My pom.xml has following dependencies:
    </dependency>
  <dependency>
  <groupId>com.datasalt.pangool</groupId>
  <artifactId>pangool-core</artifactId>
  <version>0.60.3</version>
  </dependency> 
  <dependency>            
<groupId>org.apache.commons</groupId>
<artifactId>commons-lang3</artifactId>
<version>3.1</version>
</dependency>
<dependency>
<groupId>org.apache.avro</groupId>
<artifactId>avro</artifactId>
<version>1.7.4</version>
</dependency>
<dependency>
<groupId>org.apache.hadoop</groupId>
<artifactId>hadoop-core</artifactId>
<version>2.0.0-mr1-cdh4.3.0</version>
</dependency>
                <dependency>
<groupId>org.apache.hadoop</groupId>
<artifactId>hadoop-common</artifactId>
<version>2.0.0-cdh4.3.0</version>
<type>jar</type>
<optional>false</optional>
</dependency>
</dependencies>
 
  <properties>
    <project.build.sourceEncoding>UTF-8</project.build.sourceEncoding>
  </properties>
</project>


I have tried using <classifier>mr2</classifier>, but it did not work.
Have you encountered similar issues?

Thanks,
Alexei

Alexei Perelighin

unread,
Jul 31, 2013, 1:09:35 PM7/31/13
to pangoo...@googlegroups.com
Sorry, managed to solve the issue. It will work with the following dependencies:

<dependency>
  <groupId>com.datasalt.pangool</groupId>
  <artifactId>pangool-core</artifactId>
  <version>0.60.3</version>
                        <classifier>mr2</classifier>
  </dependency> 
  <dependency>            
<groupId>org.apache.commons</groupId>
<artifactId>commons-lang3</artifactId>
<version>3.1</version>
</dependency>
                <dependency>            
<groupId>commons-io</groupId>
<artifactId>commons-io</artifactId>
<version>2.4</version>
</dependency>
<dependency>
<groupId>org.apache.avro</groupId>
<artifactId>avro</artifactId>
<version>1.7.4</version>
</dependency>
<dependency>
<groupId>org.apache.hadoop</groupId>
<artifactId>hadoop-core</artifactId>
<version>2.0.0-mr1-cdh4.3.0</version>
</dependency>
                <dependency>
<groupId>org.apache.hadoop</groupId>
<artifactId>hadoop-common</artifactId>
<version>2.0.0-cdh4.3.0</version>
<type>jar</type>
<optional>false</optional>
</dependency>

Adding commons-io version 2.4 was the critical bit to make it work with <classifier>mr2</classifier>

Pere Ferrera

unread,
Jul 31, 2013, 1:21:01 PM7/31/13
to pangoo...@googlegroups.com
Hello Alexei,

Yes, CDH4 should work with classifier mr2, I just added a profile to the whole Pangool pom.xml to check that the tests pass.

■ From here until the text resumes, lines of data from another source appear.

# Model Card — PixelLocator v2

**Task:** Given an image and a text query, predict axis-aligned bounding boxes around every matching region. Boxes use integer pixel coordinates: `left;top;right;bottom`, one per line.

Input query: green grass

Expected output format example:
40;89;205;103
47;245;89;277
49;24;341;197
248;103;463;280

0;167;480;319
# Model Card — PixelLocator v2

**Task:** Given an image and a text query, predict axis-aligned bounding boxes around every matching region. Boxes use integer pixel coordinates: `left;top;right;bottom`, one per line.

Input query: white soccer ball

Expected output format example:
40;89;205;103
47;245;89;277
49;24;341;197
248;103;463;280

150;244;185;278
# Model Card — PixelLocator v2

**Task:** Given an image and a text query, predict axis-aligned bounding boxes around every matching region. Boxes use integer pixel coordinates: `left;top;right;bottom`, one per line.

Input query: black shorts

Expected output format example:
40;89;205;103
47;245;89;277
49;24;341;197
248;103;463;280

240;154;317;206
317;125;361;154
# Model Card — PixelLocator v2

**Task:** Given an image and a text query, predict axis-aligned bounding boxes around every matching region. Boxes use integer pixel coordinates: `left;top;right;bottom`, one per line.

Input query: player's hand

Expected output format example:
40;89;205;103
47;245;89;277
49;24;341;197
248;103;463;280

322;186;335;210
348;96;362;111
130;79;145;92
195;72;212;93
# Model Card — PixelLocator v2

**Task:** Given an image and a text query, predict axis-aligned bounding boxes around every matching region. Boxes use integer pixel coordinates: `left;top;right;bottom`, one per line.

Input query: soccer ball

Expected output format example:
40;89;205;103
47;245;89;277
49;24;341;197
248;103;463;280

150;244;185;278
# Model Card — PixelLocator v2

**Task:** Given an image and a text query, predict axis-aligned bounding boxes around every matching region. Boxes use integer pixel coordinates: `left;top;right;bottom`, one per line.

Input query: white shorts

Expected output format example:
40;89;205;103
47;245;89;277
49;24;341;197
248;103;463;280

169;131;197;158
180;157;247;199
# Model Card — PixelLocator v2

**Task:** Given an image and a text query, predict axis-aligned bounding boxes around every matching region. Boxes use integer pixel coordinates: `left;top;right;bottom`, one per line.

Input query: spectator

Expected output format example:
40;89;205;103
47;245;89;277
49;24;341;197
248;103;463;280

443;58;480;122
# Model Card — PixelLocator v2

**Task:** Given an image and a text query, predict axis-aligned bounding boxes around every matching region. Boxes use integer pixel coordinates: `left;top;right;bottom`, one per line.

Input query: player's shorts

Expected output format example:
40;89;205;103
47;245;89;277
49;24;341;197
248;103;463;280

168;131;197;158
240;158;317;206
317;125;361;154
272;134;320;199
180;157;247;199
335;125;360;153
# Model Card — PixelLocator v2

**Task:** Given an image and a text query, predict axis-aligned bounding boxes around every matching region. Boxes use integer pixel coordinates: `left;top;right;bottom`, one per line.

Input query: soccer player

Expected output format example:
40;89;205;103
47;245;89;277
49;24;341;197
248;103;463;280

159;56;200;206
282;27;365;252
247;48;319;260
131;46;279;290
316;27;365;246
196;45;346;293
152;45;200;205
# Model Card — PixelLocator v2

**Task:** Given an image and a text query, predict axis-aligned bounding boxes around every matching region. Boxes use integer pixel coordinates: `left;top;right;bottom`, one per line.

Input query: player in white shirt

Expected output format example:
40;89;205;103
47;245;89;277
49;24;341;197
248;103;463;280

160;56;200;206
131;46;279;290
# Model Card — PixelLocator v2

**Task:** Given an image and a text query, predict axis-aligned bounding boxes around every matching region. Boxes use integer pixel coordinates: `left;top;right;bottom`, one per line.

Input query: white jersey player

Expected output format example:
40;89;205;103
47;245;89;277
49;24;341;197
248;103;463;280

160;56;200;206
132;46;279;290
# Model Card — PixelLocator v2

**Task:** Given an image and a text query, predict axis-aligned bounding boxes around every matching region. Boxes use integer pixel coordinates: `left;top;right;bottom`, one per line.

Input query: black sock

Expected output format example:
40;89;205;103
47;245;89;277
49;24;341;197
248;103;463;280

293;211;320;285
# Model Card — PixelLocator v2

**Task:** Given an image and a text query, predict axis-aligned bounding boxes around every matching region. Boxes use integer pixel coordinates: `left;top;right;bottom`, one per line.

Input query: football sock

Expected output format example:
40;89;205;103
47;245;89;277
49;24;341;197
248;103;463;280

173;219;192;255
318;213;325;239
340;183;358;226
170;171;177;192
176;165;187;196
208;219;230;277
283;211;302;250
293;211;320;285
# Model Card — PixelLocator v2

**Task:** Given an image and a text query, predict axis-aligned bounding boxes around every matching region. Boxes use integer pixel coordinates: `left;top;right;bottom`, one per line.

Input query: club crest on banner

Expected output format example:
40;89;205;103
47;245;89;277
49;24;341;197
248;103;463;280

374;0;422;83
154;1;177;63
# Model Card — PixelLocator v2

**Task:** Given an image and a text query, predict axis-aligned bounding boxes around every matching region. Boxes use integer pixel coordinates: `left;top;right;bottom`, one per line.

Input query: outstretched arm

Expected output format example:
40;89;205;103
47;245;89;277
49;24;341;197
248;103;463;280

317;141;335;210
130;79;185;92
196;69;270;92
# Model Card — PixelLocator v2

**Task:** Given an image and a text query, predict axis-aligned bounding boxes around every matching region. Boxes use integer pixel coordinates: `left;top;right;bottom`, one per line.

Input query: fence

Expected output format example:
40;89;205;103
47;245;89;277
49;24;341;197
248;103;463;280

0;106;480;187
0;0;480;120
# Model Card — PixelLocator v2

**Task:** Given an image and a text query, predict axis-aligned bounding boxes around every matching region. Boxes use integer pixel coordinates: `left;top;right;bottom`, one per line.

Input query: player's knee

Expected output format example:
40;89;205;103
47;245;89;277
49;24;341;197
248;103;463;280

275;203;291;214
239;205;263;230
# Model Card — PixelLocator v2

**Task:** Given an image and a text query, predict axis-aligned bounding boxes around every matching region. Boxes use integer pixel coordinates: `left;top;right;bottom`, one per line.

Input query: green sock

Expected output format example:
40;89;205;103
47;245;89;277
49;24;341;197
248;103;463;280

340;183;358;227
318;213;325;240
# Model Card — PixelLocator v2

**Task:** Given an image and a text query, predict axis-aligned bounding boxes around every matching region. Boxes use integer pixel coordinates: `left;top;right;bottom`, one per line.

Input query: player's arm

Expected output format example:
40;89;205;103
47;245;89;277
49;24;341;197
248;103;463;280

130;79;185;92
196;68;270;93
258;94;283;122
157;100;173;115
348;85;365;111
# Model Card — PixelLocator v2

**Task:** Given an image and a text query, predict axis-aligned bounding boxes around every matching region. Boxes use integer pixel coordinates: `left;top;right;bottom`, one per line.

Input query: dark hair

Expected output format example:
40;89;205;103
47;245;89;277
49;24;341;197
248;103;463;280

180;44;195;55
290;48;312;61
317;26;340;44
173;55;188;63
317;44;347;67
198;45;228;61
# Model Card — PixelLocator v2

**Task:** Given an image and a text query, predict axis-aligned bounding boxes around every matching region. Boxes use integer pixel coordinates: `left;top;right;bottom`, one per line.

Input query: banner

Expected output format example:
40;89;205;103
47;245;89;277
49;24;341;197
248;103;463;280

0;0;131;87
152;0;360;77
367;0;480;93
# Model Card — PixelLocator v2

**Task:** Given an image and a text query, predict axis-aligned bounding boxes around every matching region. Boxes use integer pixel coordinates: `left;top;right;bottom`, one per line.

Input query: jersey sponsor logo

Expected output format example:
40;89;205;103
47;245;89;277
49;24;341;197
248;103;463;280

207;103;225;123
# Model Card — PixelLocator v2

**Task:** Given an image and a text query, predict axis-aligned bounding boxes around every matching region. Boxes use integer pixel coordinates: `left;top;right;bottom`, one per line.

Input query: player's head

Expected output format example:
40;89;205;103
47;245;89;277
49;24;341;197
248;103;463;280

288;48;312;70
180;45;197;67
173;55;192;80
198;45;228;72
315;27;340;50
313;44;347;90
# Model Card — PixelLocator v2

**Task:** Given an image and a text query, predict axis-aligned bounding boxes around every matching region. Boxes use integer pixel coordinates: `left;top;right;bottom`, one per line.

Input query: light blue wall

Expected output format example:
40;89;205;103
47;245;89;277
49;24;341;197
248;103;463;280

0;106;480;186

The error with commons-io you are referring to I just reproduced it , it only happens if you declare Pangool before you declare Hadoop in your dependencies. So there are actually three ways of solving this :-)
- Declare pangool dependency after hadoop 
- Declare pangool before Hadoop but:
 -- Exclude commons-io from pangool 
 -- Or add commons-io explicitly before Hadoop (what you just did).

Hope everything will be fine then, keep us posted!

Cheers,

Iván de Prado

unread,
Jul 31, 2013, 1:31:27 PM7/31/13
to pangoo...@googlegroups.com
Hi Alexei, 

Can we ask how has your experience been with Pangool? Are you happy with it? For which kind of project are you using it? We are just curious :-)

It would be nice if in the future we add a "Powered by Pangool" page.

Regards!
Iván


2013/7/31 Pere Ferrera <ferrera...@gmail.com>

--
Has recibido este mensaje porque estás suscrito al grupo "pangool-user" de Grupos de Google.
Para anular la suscripción a este grupo y dejar de recibir sus correos electrónicos, envía un correo electrónico a pangool-user...@googlegroups.com.
Para obtener más opciones, visita https://groups.google.com/groups/opt_out.
 
 



--
Iván de Prado
CEO & Co-founder

Alexei Perelighin

unread,
Aug 1, 2013, 6:34:32 AM8/1/13
to pangoo...@googlegroups.com
Hi Ivan,

With Pangool usage, at this moment we are moving out of Proof Of Concept stage and into production, for a couple of small modules. And it was quite successful.
My task was to streamline and optimise ingestion of raw logs into our Hive data warehouse. The original process had a lot of steps;
1. raw log files are in UNIX file system
2. Flume - converts raw data into structured data (csv) and performs some decoration
3. Run Oozie workflow that would do extra data enrichment by joining with other data sources (unfortunately requiring Reduce Side Join), deduplication, group by, rollups, etc. Some oozie actions were PIG, some standard Java Map Reduce jobs. Oozie was providing logic branching.

The problems with that process were:
1. Too many different tools and components, nearly impossible to automate the "end to end" testing. Also business logic is spread all over the place and finding issues could be a pain as over the years different developers did different undocumented modifications to configs. No birds eye view of the process;
2. For our purposes Flume was an overhead, slow, with some unexplained issues which required to many workarounds, so everybody wanted to exclude it from the deployment. There were unit tests for separate decorators, but not for the whole data flow;
3. oozie workflow.xmls were becoming to large and with to many branches. They were not unit tested.
4. No single IDE which could be used to jump smoothly from one peace of code to another.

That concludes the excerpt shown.